Julius Malanakanakahea shrugged as he stepped into the room. The bull was a business acquaintance of Hao’s from Samoa, usually running a few illicit cargoes of weapons north to avoid the British or French colonial authorities. He had made quite a bit of money financing several sides of the latest blood feuds in New Tirana and other parts of the Albanian South Indies. “Business isn’t too shabby, Hao. I’m just passing through, on my way to Vanirge.”
“Vanirge? What do they want guns for down in Vanirge?”
“That’s not my business,” the Samoan said, wagging a finger the size of a bratwurst at the red panda. “I saw you come on in here, and thought I’d drop by to say hello. How’s your sister? Still married to that striped troublemaker?”
Hao grinned. Fang and Julius had fought several years ago (over Shin, by all accounts) and Julius had lost. The bull still carried a few scars across his nose from the Manchurian’s claws. “Yeah, she’s still married to Fang,” he chuckled. “Look, can I get you anything while you’re up here?”

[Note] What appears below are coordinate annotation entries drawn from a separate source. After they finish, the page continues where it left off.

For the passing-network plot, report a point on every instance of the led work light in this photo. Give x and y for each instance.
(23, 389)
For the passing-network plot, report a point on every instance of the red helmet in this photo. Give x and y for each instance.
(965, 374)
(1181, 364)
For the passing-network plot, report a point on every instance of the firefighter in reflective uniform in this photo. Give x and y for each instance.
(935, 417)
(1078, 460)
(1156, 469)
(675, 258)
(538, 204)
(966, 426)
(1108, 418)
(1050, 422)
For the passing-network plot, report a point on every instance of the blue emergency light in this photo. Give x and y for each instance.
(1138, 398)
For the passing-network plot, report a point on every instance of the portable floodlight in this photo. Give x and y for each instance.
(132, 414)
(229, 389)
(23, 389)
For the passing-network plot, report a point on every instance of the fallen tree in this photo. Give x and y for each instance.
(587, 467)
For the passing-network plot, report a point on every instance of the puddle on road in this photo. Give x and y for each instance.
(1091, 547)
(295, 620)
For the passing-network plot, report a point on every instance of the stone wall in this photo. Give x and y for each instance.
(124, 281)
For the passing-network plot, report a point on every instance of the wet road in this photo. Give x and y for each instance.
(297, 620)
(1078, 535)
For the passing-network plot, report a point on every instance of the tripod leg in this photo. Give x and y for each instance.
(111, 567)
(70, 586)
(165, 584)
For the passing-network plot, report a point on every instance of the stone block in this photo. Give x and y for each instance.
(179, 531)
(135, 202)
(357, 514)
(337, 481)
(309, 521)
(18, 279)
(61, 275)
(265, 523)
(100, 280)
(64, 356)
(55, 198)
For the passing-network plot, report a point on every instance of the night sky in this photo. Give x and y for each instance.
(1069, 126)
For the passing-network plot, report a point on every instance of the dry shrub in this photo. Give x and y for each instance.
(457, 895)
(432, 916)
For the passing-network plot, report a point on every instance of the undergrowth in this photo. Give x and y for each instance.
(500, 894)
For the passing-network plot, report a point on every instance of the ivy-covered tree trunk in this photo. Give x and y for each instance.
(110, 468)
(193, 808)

The red panda cocked his head in thought. Julius flew a Fokker Trimotor, which made sense in view of his three hundred pound girth and the samples he generally carried. Once deals had been struck, the cargoes usually traveled by water. “Hmm. I think I know a guy who owes me a favor or two. Let me get dried off and we’ll go see him, okay?”
The Samoan nodded and slipped with surprising grace out of the doorway, closing the door behind him.
The next day saw Ni Hei fussing over the family’s K-85 while Jeff stowed a pair of suitcases and Hao looked on with a pair of dockpaws. The elder Ni poked around within the plane’s single Pratt and Whitney engine, then nodded. “It looks ready, and in good condition. You and the others have been taking good care of her, Hao,” he said as he slowly clambered down from the wing and wiped off his paws.
“Thank you, Father,” and Hao signaled to the others to cast off the lines that had held the plane fast to the dock.
Hei strapped himself into the pilot’s seat and started the engine, cocking his head in a listening posture as he adjusted the fuel mixture to his satisfaction. Waving Hao to the copilot’s chair he started to taxi the plane out through the channel that had been dynamited through Krupmark’s barrier reef.
The Keystone-Loening soared into the air and slowly climbed to five thousand feet before Hei steered the plane toward Spontoon.
Hao relaxed. His father had been a licensed pilot for years, and this was his plane – but he still felt nervous when anyone else was flying. As the seaplane leveled off Hei sat back in his seat, smiling happily. “An excellent job taking care of her, Hao.”
The praise warmed him. “Well, some of the parts are getting harder to come by, which means paying more at Superior.”
“Really? Hmm, I may have to see about getting something newer, then. In the meantime, I’ll contact an agent and retain a lawyer when we get to Spontoon,” Hei replied. “It’s important that this be done properly,” noting the look of distaste on his youngest son’s muzzle.
“Yeah, but lawyers?” Hao asked.
“Lawyers are necessary in the legitimate world,” Hei reminded him.
“So’s government,” Hao grumbled, “but we don’t have to like it.”